Will Darcy once held the world and his future in the palm of his hand. Engaged to marry the love of his life and on the cusp of a brilliant financial career, he loses everything in a horrifying act of violence that still ripples through his life almost ten years later.
A shell of the man he once was, frozen in grief, he surrounds himself with the beautiful things she loved that only remind him of all that was lost. She was only feet away, but he could not save her. As life tumbles forward around him, Will has to make a decision—to live in the pain of the past or reach out to grasp a new chance at life and love.

Thrown together by fate, these two wounded souls in the heart of a wounded city must do what neither of them have done in years: open up and learn to love.

My review:

When Emily becomes strangely attracted to the quiet, bearded man she sees in the park, little does she know they are inexplicably linked by one of the greatest tragedies of our time, and that they are both still consumed by it.
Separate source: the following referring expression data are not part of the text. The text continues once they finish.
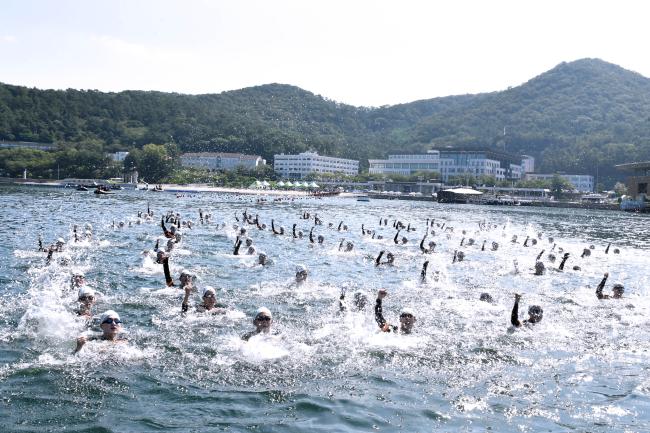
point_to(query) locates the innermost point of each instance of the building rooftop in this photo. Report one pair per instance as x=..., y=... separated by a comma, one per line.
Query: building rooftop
x=634, y=166
x=220, y=155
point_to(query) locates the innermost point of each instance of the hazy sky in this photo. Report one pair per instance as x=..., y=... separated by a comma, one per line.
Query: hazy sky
x=367, y=53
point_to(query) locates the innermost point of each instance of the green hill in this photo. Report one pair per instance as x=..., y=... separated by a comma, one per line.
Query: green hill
x=574, y=118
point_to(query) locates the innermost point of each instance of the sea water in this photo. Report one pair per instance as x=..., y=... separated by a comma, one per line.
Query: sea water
x=585, y=367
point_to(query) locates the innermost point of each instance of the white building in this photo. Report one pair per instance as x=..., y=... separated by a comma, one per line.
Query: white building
x=581, y=182
x=406, y=164
x=528, y=163
x=221, y=161
x=119, y=156
x=298, y=166
x=477, y=162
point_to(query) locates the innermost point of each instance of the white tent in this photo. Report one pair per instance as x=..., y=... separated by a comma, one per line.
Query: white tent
x=465, y=191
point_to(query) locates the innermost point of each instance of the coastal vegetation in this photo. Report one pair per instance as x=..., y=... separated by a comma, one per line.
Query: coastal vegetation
x=581, y=117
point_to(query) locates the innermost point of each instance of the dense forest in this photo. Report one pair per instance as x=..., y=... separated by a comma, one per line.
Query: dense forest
x=579, y=117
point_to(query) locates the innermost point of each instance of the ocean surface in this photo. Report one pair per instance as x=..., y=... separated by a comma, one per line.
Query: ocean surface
x=584, y=368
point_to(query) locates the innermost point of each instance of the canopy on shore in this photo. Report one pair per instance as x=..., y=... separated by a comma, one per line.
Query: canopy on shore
x=465, y=191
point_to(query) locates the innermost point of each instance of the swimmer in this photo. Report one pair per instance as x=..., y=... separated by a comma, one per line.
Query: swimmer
x=406, y=318
x=617, y=289
x=276, y=232
x=262, y=259
x=262, y=321
x=390, y=259
x=238, y=243
x=209, y=304
x=423, y=272
x=78, y=280
x=432, y=246
x=535, y=313
x=86, y=298
x=564, y=259
x=301, y=274
x=171, y=233
x=111, y=326
x=359, y=300
x=486, y=297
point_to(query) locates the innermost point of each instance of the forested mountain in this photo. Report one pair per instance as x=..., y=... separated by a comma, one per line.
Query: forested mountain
x=574, y=118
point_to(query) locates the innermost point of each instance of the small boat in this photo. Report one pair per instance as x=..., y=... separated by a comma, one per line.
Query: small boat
x=101, y=190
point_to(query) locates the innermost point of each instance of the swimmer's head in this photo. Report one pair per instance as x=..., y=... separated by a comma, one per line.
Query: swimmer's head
x=263, y=319
x=86, y=295
x=262, y=258
x=209, y=297
x=486, y=297
x=360, y=300
x=535, y=313
x=301, y=273
x=186, y=277
x=78, y=279
x=407, y=320
x=618, y=290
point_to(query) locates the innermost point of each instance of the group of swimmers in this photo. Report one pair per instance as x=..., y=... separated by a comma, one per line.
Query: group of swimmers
x=171, y=225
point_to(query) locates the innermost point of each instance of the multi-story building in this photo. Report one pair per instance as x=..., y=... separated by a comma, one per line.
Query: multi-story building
x=406, y=164
x=527, y=163
x=119, y=156
x=298, y=166
x=221, y=161
x=581, y=182
x=478, y=161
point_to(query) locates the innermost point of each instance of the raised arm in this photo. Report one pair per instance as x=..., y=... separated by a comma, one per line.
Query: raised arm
x=601, y=286
x=168, y=275
x=514, y=317
x=423, y=273
x=379, y=316
x=378, y=259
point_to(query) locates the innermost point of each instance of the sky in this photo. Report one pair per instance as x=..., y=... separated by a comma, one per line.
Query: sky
x=364, y=52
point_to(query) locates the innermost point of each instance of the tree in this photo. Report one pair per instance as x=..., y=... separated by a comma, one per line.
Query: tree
x=620, y=189
x=152, y=162
x=558, y=185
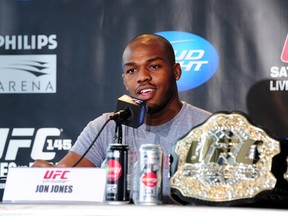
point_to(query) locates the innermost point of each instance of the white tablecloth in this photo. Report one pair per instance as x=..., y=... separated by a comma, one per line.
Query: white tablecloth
x=130, y=210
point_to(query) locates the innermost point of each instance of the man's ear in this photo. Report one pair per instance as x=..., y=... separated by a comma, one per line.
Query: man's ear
x=177, y=71
x=123, y=79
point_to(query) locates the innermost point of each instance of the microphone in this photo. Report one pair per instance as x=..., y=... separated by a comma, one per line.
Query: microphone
x=131, y=111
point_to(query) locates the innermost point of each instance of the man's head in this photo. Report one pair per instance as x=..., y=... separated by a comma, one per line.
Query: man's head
x=150, y=71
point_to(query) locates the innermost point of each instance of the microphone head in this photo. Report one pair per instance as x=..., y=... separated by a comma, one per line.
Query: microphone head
x=137, y=108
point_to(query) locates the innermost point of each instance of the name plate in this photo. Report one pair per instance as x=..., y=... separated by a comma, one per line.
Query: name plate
x=55, y=185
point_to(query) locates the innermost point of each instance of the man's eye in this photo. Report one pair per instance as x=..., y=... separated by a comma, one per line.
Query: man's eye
x=154, y=66
x=130, y=71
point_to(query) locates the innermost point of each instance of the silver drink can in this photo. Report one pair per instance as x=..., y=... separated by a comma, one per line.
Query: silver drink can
x=150, y=174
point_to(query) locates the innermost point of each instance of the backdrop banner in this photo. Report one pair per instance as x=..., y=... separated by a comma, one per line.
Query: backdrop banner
x=60, y=64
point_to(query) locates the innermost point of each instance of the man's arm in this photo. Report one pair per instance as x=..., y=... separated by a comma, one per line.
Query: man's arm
x=68, y=161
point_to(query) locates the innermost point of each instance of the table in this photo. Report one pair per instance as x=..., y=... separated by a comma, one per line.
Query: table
x=90, y=209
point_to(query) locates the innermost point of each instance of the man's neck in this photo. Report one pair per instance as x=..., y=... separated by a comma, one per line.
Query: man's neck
x=164, y=115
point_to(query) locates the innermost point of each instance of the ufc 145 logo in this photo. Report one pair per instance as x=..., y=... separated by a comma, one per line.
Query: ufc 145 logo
x=38, y=140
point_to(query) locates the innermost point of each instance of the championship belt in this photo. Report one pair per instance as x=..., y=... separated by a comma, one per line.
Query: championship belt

Sophia Duane’s harrowing debut novel, Ghosts of Our Pasts, doesn’t explicitly state what the horrific event was—instead merely giving the reader clues throughout the first half of the book—but it is not too difficult to guess which shocking act killed her firefighter father in New York ten years ago.


Harder to figure out is Will Darcy, but his story, when it unfolds, is achingly painful. While Emily has buried her grief, mostly with casual sex, Will has never gotten over what happened and relives it every night by replaying old voice messages and staring at photographs. His character is, for me, the most intriguing of the pair: He is so numb he has to rely on notes stuck on his bathroom mirror to complete even basic hygiene tasks, yet he spends his days making beautiful floral creations.


The grief in this novel is palpable, making it difficult to read at times. But there is hope, and the recovery of both main characters leads to a satisfying ending. Duane is a major talent to watch—you know a book is hitting its mark when you have chills while reading it. She has tackled an important, very real topic with respect and compassion, and even though it is a work of fiction, it gave me a new insight into the event. Ghosts of Our Pasts is likely to bring tears to your eyes, and you won’t be able to sing the falsetto part in Ms. Jackson again without feeling a little sad.